Il governo fa retromarcia sulle sigarette elettroniche. Ora sarà possibile fumare una «svapa» anche nei luoghi pubblici perché è stato eliminato il divieto introdotto con il decreto Iva-lavoro della scorsa estate. Non è stato però eliminato il maxiprelievo che ha devastato il mercato di questi succedanei delle tradizionali sigarette di tabacco. Misteri della politica.
Ma andiamo con ordine. Il decreto Istruzione, approvato due giorni fa dal Senato, ha stabilito che si potrà utilizzare nuovamente la «bionda» elettronica laddove vige ancora il divieto per le sigarette tradizionali: uffici, ristoranti, cinema, mezzi pubblici e bar. Rimangono escluse, invece, le scuole (come previsto dall'articolo 4 dallo stesso decreto Istruzione) dove le e-cig non potranno essere utilizzate né all'interno né all'esterno degli edifici.

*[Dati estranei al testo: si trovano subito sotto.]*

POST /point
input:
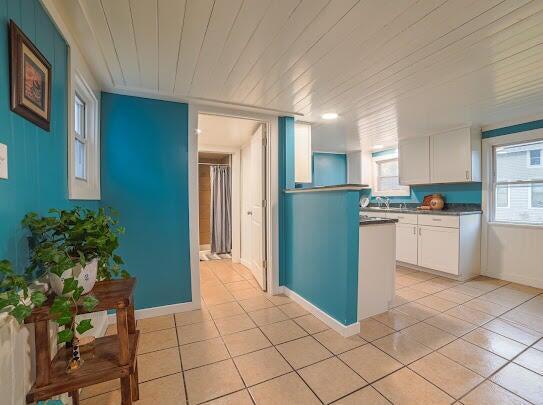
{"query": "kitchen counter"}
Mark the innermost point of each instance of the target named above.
(454, 210)
(365, 220)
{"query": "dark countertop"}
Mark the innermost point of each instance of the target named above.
(451, 209)
(364, 220)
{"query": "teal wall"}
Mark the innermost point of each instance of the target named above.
(321, 239)
(145, 177)
(286, 181)
(467, 193)
(37, 159)
(513, 129)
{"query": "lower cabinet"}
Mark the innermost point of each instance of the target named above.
(406, 243)
(438, 248)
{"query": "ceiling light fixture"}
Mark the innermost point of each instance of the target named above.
(329, 116)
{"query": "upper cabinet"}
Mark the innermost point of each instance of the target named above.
(414, 161)
(449, 157)
(302, 153)
(456, 156)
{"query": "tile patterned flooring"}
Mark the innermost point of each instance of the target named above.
(478, 342)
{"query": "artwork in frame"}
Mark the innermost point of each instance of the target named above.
(30, 75)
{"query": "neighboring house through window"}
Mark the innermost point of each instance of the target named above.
(518, 187)
(386, 179)
(83, 142)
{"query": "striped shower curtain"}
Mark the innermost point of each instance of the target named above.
(221, 210)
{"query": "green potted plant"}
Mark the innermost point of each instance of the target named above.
(73, 248)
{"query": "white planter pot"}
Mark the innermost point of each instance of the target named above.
(86, 277)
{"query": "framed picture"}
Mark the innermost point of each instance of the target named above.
(30, 75)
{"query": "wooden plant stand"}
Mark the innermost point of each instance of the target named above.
(114, 356)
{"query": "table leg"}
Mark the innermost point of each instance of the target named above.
(126, 391)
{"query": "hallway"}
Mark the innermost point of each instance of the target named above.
(444, 340)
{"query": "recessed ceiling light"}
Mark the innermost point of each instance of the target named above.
(329, 116)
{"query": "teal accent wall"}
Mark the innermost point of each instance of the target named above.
(513, 129)
(467, 193)
(329, 169)
(321, 241)
(145, 177)
(286, 181)
(37, 159)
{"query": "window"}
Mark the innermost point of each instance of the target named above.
(386, 176)
(534, 158)
(80, 133)
(518, 188)
(502, 196)
(536, 196)
(84, 158)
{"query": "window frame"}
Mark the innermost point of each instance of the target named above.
(493, 184)
(529, 159)
(404, 191)
(530, 196)
(508, 196)
(87, 188)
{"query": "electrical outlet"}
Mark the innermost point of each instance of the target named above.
(3, 161)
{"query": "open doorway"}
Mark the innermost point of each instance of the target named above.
(232, 200)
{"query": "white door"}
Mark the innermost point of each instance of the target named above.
(451, 157)
(246, 205)
(414, 161)
(257, 211)
(406, 243)
(439, 248)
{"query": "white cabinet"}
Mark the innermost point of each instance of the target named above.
(438, 248)
(406, 243)
(414, 160)
(302, 153)
(449, 157)
(455, 156)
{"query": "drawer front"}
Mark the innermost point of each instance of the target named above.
(447, 221)
(403, 218)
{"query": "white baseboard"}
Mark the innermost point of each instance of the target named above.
(344, 330)
(515, 278)
(160, 311)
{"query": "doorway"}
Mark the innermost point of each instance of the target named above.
(238, 147)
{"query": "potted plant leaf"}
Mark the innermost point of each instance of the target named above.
(74, 248)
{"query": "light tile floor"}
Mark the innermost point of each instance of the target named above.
(478, 342)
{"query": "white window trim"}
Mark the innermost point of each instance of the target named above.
(530, 197)
(89, 188)
(489, 181)
(405, 191)
(529, 160)
(508, 197)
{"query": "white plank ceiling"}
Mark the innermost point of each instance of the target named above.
(389, 68)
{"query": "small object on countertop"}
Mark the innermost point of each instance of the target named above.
(437, 203)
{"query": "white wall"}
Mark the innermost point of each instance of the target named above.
(511, 252)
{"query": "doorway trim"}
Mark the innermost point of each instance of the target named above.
(272, 240)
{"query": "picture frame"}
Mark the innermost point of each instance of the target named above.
(30, 79)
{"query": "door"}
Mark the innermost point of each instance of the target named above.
(451, 156)
(406, 243)
(414, 161)
(439, 248)
(258, 211)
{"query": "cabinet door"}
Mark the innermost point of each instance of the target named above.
(451, 157)
(414, 161)
(439, 248)
(406, 243)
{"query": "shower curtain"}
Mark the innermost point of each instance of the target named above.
(221, 210)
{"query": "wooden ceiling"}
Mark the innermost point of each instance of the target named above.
(389, 68)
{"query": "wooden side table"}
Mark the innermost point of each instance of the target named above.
(114, 356)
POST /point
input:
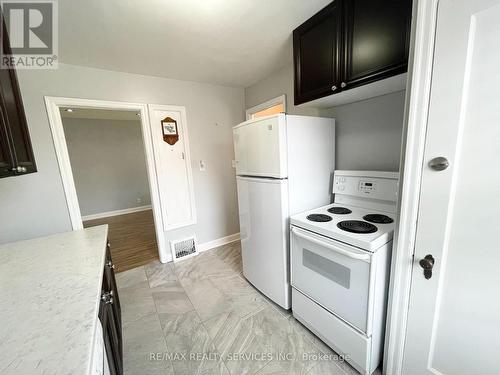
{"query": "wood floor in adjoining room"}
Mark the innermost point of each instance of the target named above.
(132, 238)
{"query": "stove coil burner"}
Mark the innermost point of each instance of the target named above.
(339, 210)
(319, 218)
(378, 218)
(357, 226)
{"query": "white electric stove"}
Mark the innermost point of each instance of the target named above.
(340, 261)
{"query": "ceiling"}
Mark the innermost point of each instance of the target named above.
(99, 114)
(227, 42)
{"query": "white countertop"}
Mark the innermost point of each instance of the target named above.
(49, 302)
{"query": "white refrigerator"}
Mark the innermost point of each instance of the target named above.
(284, 165)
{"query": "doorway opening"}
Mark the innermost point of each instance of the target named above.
(105, 156)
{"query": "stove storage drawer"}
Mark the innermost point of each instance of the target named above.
(345, 340)
(333, 274)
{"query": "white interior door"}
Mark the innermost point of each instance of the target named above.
(454, 316)
(173, 166)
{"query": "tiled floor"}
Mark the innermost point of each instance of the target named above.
(200, 316)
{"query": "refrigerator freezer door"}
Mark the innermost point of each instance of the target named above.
(263, 207)
(260, 147)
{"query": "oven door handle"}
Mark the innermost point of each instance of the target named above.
(350, 254)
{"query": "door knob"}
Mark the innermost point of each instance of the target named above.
(439, 164)
(427, 264)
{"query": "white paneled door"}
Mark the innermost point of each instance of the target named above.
(173, 167)
(454, 313)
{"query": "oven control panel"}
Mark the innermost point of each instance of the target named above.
(367, 187)
(381, 186)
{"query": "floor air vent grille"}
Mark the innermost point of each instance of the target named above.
(182, 249)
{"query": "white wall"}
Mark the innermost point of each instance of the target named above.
(108, 164)
(278, 83)
(368, 133)
(34, 205)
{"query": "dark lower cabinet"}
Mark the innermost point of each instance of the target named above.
(16, 154)
(350, 43)
(110, 316)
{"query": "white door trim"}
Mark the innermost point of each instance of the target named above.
(52, 105)
(187, 152)
(412, 159)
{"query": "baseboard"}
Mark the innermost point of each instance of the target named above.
(218, 242)
(100, 215)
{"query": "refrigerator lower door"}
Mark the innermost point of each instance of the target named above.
(263, 206)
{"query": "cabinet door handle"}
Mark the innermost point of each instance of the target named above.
(107, 298)
(19, 169)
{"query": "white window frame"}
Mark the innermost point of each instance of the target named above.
(270, 103)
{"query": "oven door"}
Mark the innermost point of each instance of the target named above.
(333, 274)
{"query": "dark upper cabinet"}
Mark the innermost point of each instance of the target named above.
(16, 154)
(350, 43)
(316, 47)
(376, 40)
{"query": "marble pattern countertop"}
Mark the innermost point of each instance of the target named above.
(49, 302)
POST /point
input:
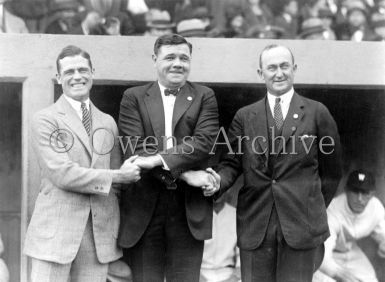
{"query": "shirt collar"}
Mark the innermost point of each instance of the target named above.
(162, 88)
(76, 104)
(285, 98)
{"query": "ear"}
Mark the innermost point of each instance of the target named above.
(260, 74)
(58, 78)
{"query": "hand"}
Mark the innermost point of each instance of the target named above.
(381, 250)
(344, 275)
(198, 178)
(211, 190)
(148, 162)
(128, 172)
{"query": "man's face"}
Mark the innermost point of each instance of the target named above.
(75, 77)
(358, 201)
(277, 70)
(173, 65)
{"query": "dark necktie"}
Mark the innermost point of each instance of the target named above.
(168, 92)
(278, 117)
(86, 118)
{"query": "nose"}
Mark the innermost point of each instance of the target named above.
(76, 74)
(177, 63)
(279, 72)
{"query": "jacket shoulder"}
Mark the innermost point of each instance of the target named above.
(138, 90)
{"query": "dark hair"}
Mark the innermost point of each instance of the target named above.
(272, 46)
(170, 39)
(360, 181)
(71, 51)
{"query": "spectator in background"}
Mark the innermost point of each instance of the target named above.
(62, 17)
(9, 23)
(356, 27)
(328, 19)
(158, 23)
(191, 28)
(4, 273)
(265, 32)
(314, 29)
(90, 22)
(288, 19)
(378, 24)
(353, 215)
(380, 6)
(221, 260)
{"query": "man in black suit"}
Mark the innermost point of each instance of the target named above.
(171, 124)
(288, 149)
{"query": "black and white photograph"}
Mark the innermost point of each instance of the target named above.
(192, 140)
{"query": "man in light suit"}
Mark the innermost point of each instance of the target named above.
(173, 124)
(288, 148)
(73, 230)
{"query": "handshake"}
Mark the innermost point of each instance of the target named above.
(130, 170)
(209, 181)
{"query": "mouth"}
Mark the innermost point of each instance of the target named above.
(78, 85)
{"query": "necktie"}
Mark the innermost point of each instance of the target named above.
(168, 92)
(278, 117)
(86, 118)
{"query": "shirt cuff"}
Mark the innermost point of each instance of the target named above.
(165, 166)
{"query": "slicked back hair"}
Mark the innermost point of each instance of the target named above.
(170, 39)
(71, 51)
(273, 46)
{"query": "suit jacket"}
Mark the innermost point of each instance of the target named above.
(302, 182)
(75, 184)
(142, 115)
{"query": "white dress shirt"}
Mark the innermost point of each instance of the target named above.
(285, 102)
(78, 105)
(168, 107)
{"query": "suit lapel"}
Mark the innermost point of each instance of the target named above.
(183, 101)
(154, 104)
(260, 125)
(292, 120)
(72, 120)
(99, 131)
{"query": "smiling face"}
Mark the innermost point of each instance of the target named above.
(75, 77)
(277, 70)
(172, 64)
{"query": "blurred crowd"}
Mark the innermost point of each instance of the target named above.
(356, 20)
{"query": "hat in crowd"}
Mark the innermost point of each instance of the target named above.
(265, 32)
(311, 26)
(191, 28)
(360, 181)
(119, 271)
(356, 5)
(378, 20)
(325, 13)
(201, 12)
(159, 19)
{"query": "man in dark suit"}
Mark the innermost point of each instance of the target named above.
(288, 148)
(171, 124)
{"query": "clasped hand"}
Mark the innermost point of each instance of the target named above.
(209, 181)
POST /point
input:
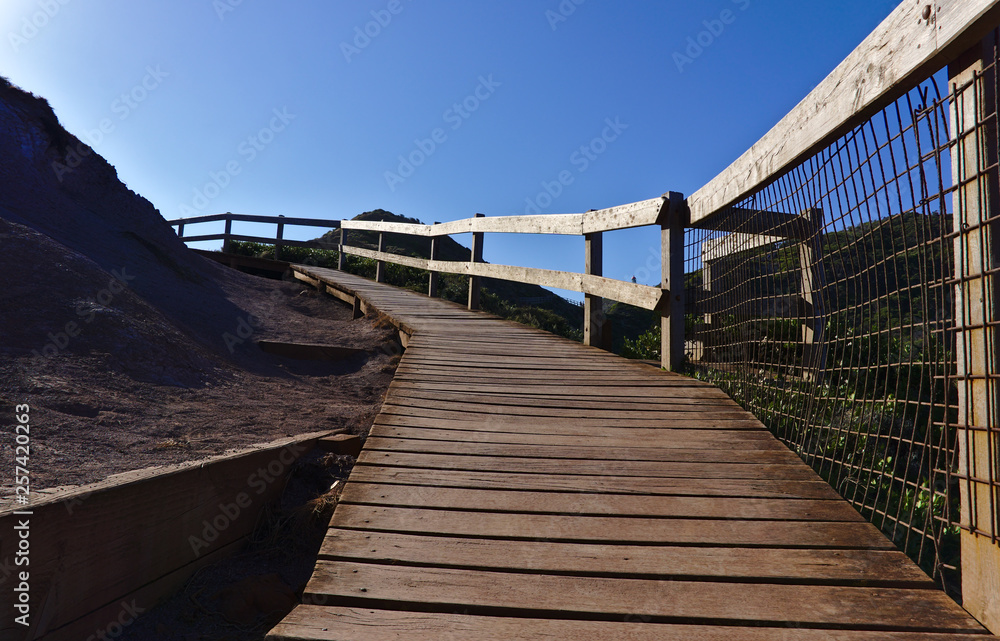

Come ha ricostruito l'agenzia Public Policy, il merito è di un emendamento inserito alla Camera lo scorso 23 ottobre dal presidente della commissione Cultura, Giancarlo Galan (Pdl), e successivamente approvato dai deputati. Una modifica passata del tutto inosservata ma che ha ribaltato quanto stabilito nello scorso giugno dal decreto Iva-lavoro che aveva escluso le e-cig dai luoghi pubblici, estendendo lo stop imposto dalla legge Sirchia del gennaio 2003.
D'altronde, l'ex ministro della Salute, Umberto Veronesi, aveva dichiarato che «se tutti coloro che fumano sigarette tradizionali si mettessero a fumare sigarette senza tabacco, salveremmo almeno 30mila vite all'anno in Italia e 500 milioni nel mondo». Un vero e proprio atto di accusa nei confronti del governo, invitando il ministro della Salute Lorenzin a non «remare contro». Uno studio pubblicato dall'Università di Ginevra indagando su un campione di 400 fumatori ha inoltre evidenziato che tra coloro che avevano già smesso di fumare a favore delle sigarette elettroniche solo il 6% è tornato al tabacco dopo un mese. Il 22% di coloro che invece usava entrambi i tipi di sigarette ha smesso con il tabacco dopo un mese, mentre il 46% dopo un anno. La media di sigarette fumate all'inizio dello studio era 11,3 al giorno, e dopo un anno è scesa a sei. «Questo sembra suggerire che le sigarette elettroniche siano d'aiuto per smettere - spiegano gli autori - anche se i risultati vanno confermati su un numero più elevato di soggetti».
La guerra tra i produttori di sigarette elettroniche e le multinazionali del tabacco si svolge senza esclusione di colpi avvalendosi anche di consulenze mediche. Tuttavia il pronunciamento di noti accademici, come lo stesso Veronesi, sembra stabilire che le e-cig siano un valido modo per contrastare il tabagismo causa di tumori, malattie cardiovascolari e dell'apparato respiratorio.
Ecco perché l'insistenza dello Stato sull'imposta di consumo del 58,5% sulle sigarette elettroniche appare quantomai inutile. I 117 milioni di gettito stimato non hanno frenato l'incremento dell'Iva e difficilmente compenseranno i circa 450 milioni già sfumati nei primi 9 mesi del 2013 per il minore introito dell'imposta sui tabacchi (-5,4% a 7,8 miliardi).